TrasH Can TRauma - 1 -

   First things first, the CAN.

   In the instructions I read to get a 55 gallon Rubbermaid trash can. After much searching, finding the "208L 55 Gallon" trash can was NOT materializing.  All I could find was a Rubbermaid "170L 45 gallon" can, but on Larry Lund's advice I decided to use the one recommended and double my efforts to get the "perfect can". With a few hours running here and there to find the "right one" I learned that the cans in my area tell the consumer the size of the BAG it takes inside, but it is still a 45 gallon can size, so the two were the same. I hope this saves you A LOT of potential running around like I went through. However, ANY 45 gallon square trash can will work for this. In fact, I could have built it in a smaller can, but the height is nice at the near-head level for the ghoul.

   The first thing I did to prepare for the installation of the guts of this was to mount the air inlet and the end of the power strip that would be supplying the power to everything inside on a board and then screwing the board to the bottom of the can in the back. As you can see, there is a small space supplied just for this use by the manufacturers. ;~) I wanted this to be extremely easy to use later, so I set it up to accept a standard power cord stretched to where ever it was to be used, along with the air line. This works perfectly, but use plenty of screws & fender washers, so the pressure of plugging in the air cord doesn't rip the screw heads out of the plastic.
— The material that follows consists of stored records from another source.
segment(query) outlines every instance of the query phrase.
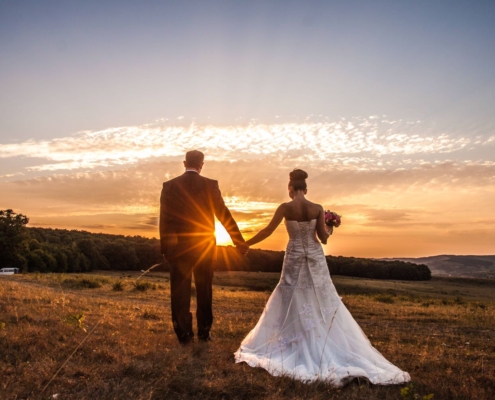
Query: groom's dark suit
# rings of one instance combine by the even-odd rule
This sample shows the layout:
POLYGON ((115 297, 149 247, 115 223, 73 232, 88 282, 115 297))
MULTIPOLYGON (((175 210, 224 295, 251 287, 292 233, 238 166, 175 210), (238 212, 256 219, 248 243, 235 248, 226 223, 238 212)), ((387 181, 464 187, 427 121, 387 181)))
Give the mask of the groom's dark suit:
POLYGON ((234 244, 244 239, 218 188, 195 171, 163 184, 160 197, 161 251, 170 264, 172 321, 181 343, 194 337, 190 312, 191 275, 196 285, 198 337, 208 340, 212 313, 215 216, 234 244))

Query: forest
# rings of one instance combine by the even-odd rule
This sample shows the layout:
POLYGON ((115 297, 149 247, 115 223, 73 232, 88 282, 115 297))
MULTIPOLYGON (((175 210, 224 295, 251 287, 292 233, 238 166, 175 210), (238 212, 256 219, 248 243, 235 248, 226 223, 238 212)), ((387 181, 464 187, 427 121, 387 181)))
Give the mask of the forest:
MULTIPOLYGON (((26 227, 28 218, 12 210, 0 211, 0 268, 21 272, 88 272, 92 270, 167 271, 158 239, 110 235, 78 230, 26 227)), ((217 271, 280 272, 283 251, 251 249, 240 255, 232 246, 219 246, 217 271)), ((428 280, 426 265, 402 261, 326 256, 332 275, 373 279, 428 280)))

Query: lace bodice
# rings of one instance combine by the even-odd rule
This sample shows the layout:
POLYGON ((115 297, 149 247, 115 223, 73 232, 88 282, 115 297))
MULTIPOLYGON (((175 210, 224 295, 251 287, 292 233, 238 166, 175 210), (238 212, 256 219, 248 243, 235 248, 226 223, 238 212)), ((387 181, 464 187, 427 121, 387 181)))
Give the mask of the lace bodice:
POLYGON ((285 225, 289 242, 280 282, 236 352, 236 362, 336 386, 353 376, 375 384, 409 381, 371 346, 342 303, 316 238, 316 219, 286 220, 285 225))
POLYGON ((288 247, 300 244, 305 251, 309 248, 321 248, 316 239, 316 219, 303 222, 285 220, 285 227, 289 234, 288 247))

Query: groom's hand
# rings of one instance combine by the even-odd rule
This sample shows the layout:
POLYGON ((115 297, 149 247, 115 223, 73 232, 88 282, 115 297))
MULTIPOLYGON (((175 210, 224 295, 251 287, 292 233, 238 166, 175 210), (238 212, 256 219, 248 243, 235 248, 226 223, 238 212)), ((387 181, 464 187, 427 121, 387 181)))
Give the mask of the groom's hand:
POLYGON ((246 243, 238 243, 235 245, 235 248, 243 256, 245 256, 249 251, 249 246, 246 243))

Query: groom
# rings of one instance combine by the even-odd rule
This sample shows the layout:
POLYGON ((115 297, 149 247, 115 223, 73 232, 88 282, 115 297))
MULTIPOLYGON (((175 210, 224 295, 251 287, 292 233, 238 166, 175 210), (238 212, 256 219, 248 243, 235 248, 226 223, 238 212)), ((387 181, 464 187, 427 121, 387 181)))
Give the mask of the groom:
POLYGON ((225 206, 218 182, 200 175, 203 164, 203 153, 188 151, 184 161, 186 171, 165 182, 160 197, 161 251, 170 264, 172 322, 182 344, 194 338, 190 312, 192 274, 196 285, 198 338, 210 340, 215 216, 238 250, 247 253, 248 249, 225 206))

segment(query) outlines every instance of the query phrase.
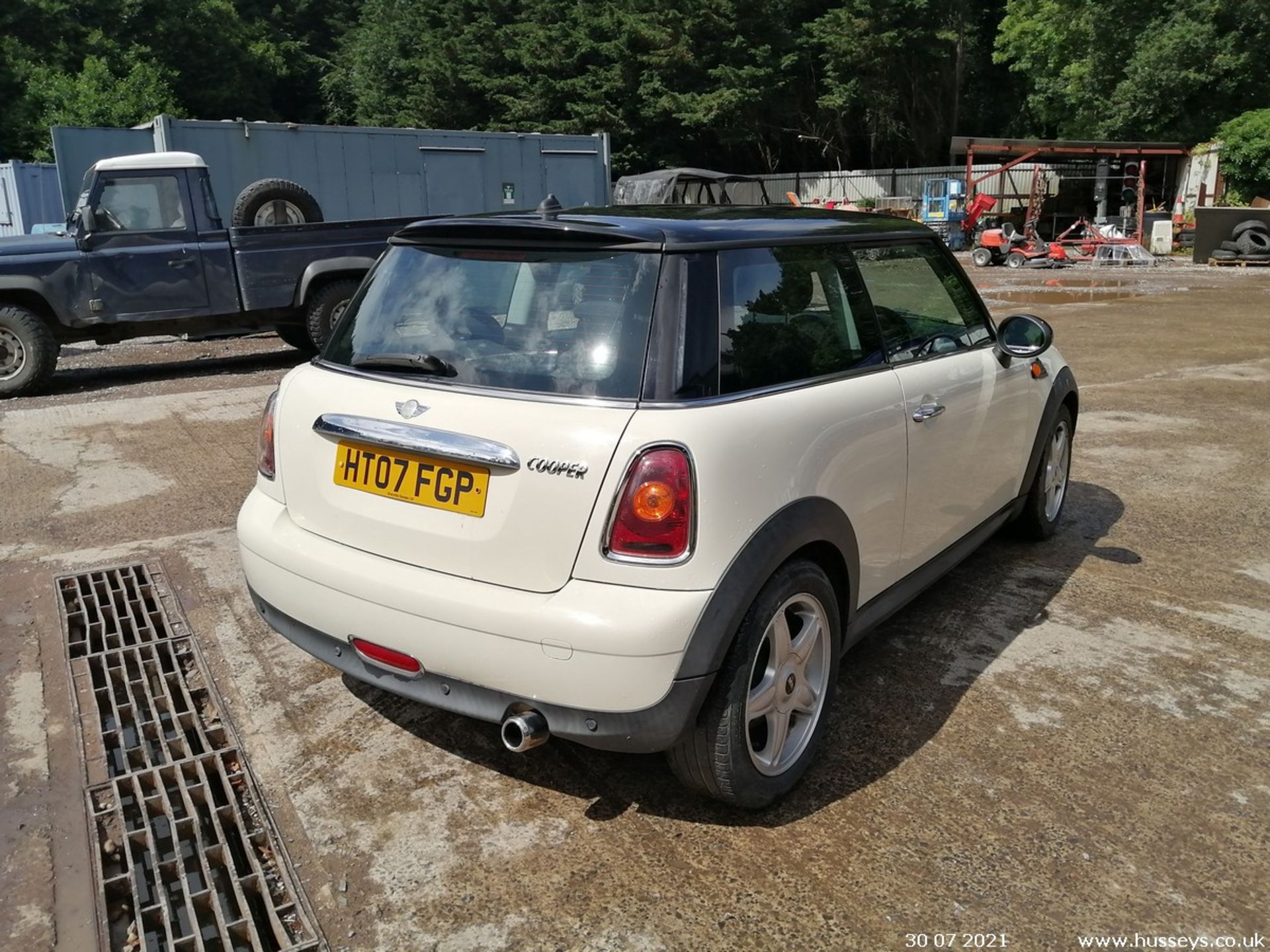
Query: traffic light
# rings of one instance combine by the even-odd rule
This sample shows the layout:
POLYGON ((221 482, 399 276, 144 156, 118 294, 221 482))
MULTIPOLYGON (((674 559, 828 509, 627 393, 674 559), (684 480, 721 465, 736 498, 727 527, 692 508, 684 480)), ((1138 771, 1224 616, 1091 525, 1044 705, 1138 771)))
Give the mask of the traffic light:
POLYGON ((1138 204, 1138 162, 1125 162, 1120 174, 1124 176, 1124 182, 1120 185, 1120 204, 1138 204))

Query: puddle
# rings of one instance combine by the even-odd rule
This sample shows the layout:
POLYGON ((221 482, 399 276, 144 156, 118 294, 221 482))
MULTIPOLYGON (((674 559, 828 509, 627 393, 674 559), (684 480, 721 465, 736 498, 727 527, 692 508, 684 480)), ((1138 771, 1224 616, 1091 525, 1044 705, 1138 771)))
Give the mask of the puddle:
POLYGON ((1139 296, 1135 291, 1113 291, 1110 288, 1072 288, 1069 291, 979 288, 979 293, 992 301, 1005 301, 1013 305, 1077 305, 1090 301, 1123 301, 1126 297, 1139 296))
POLYGON ((984 297, 1016 305, 1123 301, 1128 297, 1139 297, 1143 293, 1140 286, 1119 278, 1046 278, 1026 286, 984 283, 975 287, 984 297))

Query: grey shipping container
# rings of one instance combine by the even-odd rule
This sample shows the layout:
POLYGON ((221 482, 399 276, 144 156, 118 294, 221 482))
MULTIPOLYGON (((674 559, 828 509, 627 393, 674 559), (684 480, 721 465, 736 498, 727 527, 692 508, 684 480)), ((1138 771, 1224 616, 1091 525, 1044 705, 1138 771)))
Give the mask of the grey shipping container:
POLYGON ((157 116, 131 129, 53 127, 62 201, 75 207, 98 159, 197 152, 230 208, 258 179, 291 179, 326 221, 403 215, 470 215, 533 208, 547 193, 565 207, 607 204, 608 135, 448 132, 278 122, 207 122, 157 116))
POLYGON ((0 236, 29 235, 37 225, 65 225, 57 166, 0 162, 0 236))

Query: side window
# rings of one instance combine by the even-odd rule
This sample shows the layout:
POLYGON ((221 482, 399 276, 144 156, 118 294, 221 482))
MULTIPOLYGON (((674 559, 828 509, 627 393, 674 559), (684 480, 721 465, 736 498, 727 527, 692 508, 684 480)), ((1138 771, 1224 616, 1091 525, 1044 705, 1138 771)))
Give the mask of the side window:
POLYGON ((102 231, 184 228, 185 211, 175 175, 107 179, 97 201, 102 231))
POLYGON ((893 363, 964 350, 992 336, 973 293, 935 245, 853 250, 893 363))
POLYGON ((847 253, 827 245, 719 253, 720 391, 883 363, 847 253))

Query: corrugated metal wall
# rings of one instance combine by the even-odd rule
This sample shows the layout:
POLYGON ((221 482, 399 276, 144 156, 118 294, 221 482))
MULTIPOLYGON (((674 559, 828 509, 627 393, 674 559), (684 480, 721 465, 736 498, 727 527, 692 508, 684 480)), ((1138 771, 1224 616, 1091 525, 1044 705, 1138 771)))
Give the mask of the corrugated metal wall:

   Here are pics of most of the things needed for the animation of your garbage monster which I refer to here as the "heart". This is the fun part to your project. In basic terms you have one airline coming in to one air valve and from there it breaks off into two air lines going into two different adjustable valves that then go on to each air cylinder. In-line of the two lines I have inserted another 3-way splitter so I could insert yet another adjustable valve used for back flow. You can see the pump I used was all steel construction (available most places called BIKE XTRAS #861, if you cannot find this steel pump in conventional stores in your area, try flea markets, as I have found them there on many occasions). For the pump type shown above, you can actually drill two or even three holes around the outside of the cap and into the top edge of the cylinder and use sheet metal screws to make this connection vastly more secure as shown in the photo on your right. This is something I did not know at the time of building this event some 7 years ago now at the time of this additional information I ran across while shortening one to use for my Lynching prop. Just measure down from the top of the cap about 3/8" to drill your holes and if you use three #8 x 3/8" screws, they will not impede the stroke of the plunger inside. You will have to unscrew the air line going in to the base of the pump and remove the back flow needle valve hiding below for the air to actually go in and out of this same port.

   The closer for the screen door air cylinder that we will be using for the arm came from Home Depot. The needle valves (shown in the photo on your right, below) should be a standard 1/4" valve from the local OSH or other hardware store, (Anderson Barrows Tubing to Tubing Straight Needle Valve Part No#BP9106-CP 1/4"). You will also need 10' of 3/8" rubber airline and 1' of 1/4" plastic tube for attaching to the needle valves. You will need two 1/4" brass T fittings, three 1/4" each nipple for splitting air off for the arm and another for the bleed-off. I added another turnout after this picture was taken for the fog horn which is not yet shown as well. To see exactly how to route the air to your bike pump and screen door closer rams, take the link above to the screen door air cylinder and follow the close-ups of the entire process. The photos and how-to there are a little newer than these original instructions you find here on these pages, so you might want to hold off your shopping for parts till reading that. Many how-tos on this website from the Exorcist to the Aerial Executioner and more show more detail on how to use the home-made pneumatics here, so look over this site well before tackling this project. Clear direction makes a big difference in how long your project will take. 

   The funny looking blue thing at the bottom right above is a washing machine water valve that we will be using for our air trigger. You can get this at your local washing machine repair place or better yet from the local landfill. You can always find them there and they will only cost $1 or so. It doesn't matter if this comes off of any particular washing machine, as they all work the same at the low air pressure this event uses and take basically the same fittings. Be sure to check out the update on the air trigger that shows how to fit your pneumatics with a muffler so the operation is silent!